Presentation on theme: "Motor skills are used when the muscles of the body act and/or are coordinated. Gross motor skills- actions that use the large muscles of the body. Fine."— Presentation transcript:
Motor skills are used when the muscles of the body act and/or are coordinated. Gross motor skills- actions that use the large muscles of the body. Fine motor skills- actions that use small muscles of the body.
Gross motor skills allow the use to fundamental movement skills that are movement patterns to involving different body parts like the legs, arms, trunk and head. This includes skills like running, hoping, and catching. These are foundation movements that are used in more specialised, challenging and complex actions needed for play, active games, sports, dance, gymnastics, and physical recreation activities. RECOGNISING GROSS MOTOR SKILLS
Fundamental movement skills can be divided into three categories: Body management skills involve balance; for example: -bending -swinging -climbing -lifting -reaching
Locomotor skills involve moving the body in a direction; for example, by: -hopping -skipping -jumping -galloping -sprinting -running
Object control skills involve the control of objects; for example: -throwing -kicking -catching -batting -shovelling
To allow children to practise and develop their gross motor skills, they must have access to equipment, games and toys that facilitate this.

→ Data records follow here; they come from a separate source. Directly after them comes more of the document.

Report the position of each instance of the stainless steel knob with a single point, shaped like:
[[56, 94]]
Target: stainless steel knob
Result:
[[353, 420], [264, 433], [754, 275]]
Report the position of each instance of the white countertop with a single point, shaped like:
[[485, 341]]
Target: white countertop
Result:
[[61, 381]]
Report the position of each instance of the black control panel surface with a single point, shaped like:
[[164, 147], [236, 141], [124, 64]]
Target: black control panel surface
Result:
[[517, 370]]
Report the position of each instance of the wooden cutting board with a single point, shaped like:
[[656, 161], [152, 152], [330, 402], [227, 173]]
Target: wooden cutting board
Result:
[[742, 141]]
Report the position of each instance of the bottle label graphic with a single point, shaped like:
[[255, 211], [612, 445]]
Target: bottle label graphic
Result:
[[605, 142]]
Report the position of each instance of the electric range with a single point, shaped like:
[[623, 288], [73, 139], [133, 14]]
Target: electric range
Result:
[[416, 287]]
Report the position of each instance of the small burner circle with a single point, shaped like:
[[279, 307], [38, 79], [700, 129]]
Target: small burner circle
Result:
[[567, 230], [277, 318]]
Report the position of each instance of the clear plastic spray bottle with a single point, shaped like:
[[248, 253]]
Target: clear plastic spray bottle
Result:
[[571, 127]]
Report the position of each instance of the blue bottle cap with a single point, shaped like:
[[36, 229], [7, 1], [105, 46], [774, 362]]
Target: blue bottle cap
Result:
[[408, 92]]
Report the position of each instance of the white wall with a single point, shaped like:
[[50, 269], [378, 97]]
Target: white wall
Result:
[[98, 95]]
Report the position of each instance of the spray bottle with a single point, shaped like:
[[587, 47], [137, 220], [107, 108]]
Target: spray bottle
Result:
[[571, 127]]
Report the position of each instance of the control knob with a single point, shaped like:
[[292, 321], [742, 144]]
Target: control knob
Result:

In a care service, this means supplying equipment such as: -climbing frames -ladders -steps or stairs -space to crawl, walk around furniture, walk independently, run, skip and hop -
Fine motor skills refer to the smaller movements of the body parts, such as the wrists, hands fingers, feet and toes. Fine motor skills also include hand eye coordination that is necessary in tasks where you see something and coordinate your hand to move to what you see. There are many activities that use hand-eye coordination; for example: reading typing throwing a ball RECOGNISING FINE MOTOR SKILLS
Activity: List as many things as you can think of that require children to use hand-eye coordination.
To allow children to practise and develop their fine motor skills, they must have access to equipment, games and toys that facilitate this. In a care service, this means supplying equipment such as:
finger puppets pasting or painting brushes scissors Play-dough pencils, pens, textas staplers nails and hammers toy cars and car mats
clothing with buttons, press studs, studs, ties, zips knives, forks, spoons computer keyboards books small sorting items for children older enough; for example, buttons, coins, bottle tops, pebbles Wool for knitting, sewing, stitching, pom-pom making Puzzles
Hand grasp also develops in sequence and influences the ability of a child to control their activities. Dexterity is a word used to explain the manipulation of objects using your fine motor skills. Skills like hand grasp are influenced by the environment, so if the child is not provided with opportunities to use a grasp, this skill will not develop as quickly and their dexterity may be poor.
A palmer grasp appears once the grasp reflex has disappeared, at around 4 months. The whole fist is first used in this grasp- the palm covers the object and the fingers then curl around the object intentionally. The child is able to let go of the object when they want to.
A pincer grasp occurs next as the fingers become more controlled. The pincer grasp is useful for picking up small objects and uses the index finger (the first finger) and the thumb together in a pinching motion.